Depuis le 1er août, Proxifresh, entreprise spécialisée dans la distribution de fruits et légumes frais, sous la marque VegMe, à Maurice, en Afrique et en Europe, a pris l’engagement de soutenir la Mauritian Wildlife Foundation dans son projet de conservation de plantes endémiques. Ainsi, elle reversera Rs 1 à la MWF sur chaque barquette de tomates cerise et de champignons vendue.
« Grâce à cette donation, Proxifresh pense reverser entre Rs 10 000 et 20 000 à la MWF mensuellement. De la large variété de fruits et légumes proposée par VegMe, nous avons choisi les tomates cerise et les champignons. Ces produits sont très appréciés des Mauriciens et sont issus d’une culture respectant les bonnes pratiques agricoles et minimisant l’impact sur l’environnement. Ils répondent parfaitement aux critères de sélection de la MWF », explique Yan Mayer, directeur et fondateur de Proxifresh, qui a vu le jour en 2010.
Les barquettes concernées, en vente dans les rayons frais des grandes surfaces, seront toutes munies d’une étiquette autocollante arborant le logo de la Mauritian Wildlife Foundation.
La MWF, présente sur le terrain depuis plus de 30 ans, lutte pour la protection de la faune et la flore locale.
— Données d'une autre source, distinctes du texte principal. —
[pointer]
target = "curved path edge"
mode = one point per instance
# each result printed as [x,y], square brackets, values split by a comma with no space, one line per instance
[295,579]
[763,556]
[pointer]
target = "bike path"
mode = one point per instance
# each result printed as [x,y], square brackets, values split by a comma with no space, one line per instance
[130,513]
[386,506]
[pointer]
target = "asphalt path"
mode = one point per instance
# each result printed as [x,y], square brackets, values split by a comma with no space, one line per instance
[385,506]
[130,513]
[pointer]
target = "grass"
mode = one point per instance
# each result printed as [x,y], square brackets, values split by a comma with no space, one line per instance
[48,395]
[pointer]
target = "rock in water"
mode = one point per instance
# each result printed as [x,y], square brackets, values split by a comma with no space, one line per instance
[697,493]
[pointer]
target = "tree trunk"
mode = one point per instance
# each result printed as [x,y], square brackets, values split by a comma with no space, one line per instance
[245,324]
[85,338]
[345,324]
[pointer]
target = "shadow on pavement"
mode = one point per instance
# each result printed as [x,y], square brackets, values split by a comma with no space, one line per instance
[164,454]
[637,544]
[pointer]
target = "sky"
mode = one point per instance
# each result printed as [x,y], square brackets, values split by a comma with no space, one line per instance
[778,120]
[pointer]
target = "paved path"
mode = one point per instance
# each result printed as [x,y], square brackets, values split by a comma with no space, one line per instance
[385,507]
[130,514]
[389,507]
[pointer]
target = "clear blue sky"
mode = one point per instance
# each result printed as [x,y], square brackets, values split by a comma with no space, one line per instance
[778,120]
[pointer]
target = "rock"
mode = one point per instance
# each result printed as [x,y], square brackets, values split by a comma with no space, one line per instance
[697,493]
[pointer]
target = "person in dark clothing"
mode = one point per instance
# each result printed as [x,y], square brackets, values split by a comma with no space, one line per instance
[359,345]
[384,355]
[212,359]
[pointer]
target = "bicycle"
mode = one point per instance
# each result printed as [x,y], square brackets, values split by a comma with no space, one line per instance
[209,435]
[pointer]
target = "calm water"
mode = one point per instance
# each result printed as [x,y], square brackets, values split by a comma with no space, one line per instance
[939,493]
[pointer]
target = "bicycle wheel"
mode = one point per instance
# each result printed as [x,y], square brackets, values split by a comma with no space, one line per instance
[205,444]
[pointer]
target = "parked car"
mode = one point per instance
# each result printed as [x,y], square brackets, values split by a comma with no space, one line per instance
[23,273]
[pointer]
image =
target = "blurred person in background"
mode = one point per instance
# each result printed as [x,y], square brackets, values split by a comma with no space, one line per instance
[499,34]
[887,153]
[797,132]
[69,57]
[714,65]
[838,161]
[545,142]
Jean-Hugues Gardenne, Fundraising Manager de la MWF, accueille favorablement ce partenariat avec Proxifresh. « C’est une façon pour nous de lever des fonds et de sensibiliser le public. Nous réalisons principalement nos projets à travers les donations et les fonds CSR. Cependant, il nous est souvent difficile de toucher la population, car le plus gros de notre travail se fait sur le terrain et c’est à travers ce genre de partenariat que nous parvenons à avoir beaucoup plus de visibilité et de toucher un maximum de personnes », affirme Jean-Hugues Gardenne.
À ce jour, 691 espèces de plantes ont été répertoriées à Maurice. Parmi, 273 sont endémiques de l’île et la MWF indique que 82 % sont menacées d’extinction et 150 espèces comptent moins de 50 plantes dans la nature. « À travers ce partenariat avec la MWF, Proxifresh espère vivement apporter sa contribution à la sauvegarde des plantes endémiques qui font partie de notre paysage local et ainsi inciter les Mauriciens à en faire autant », ajoute Yan Mayer.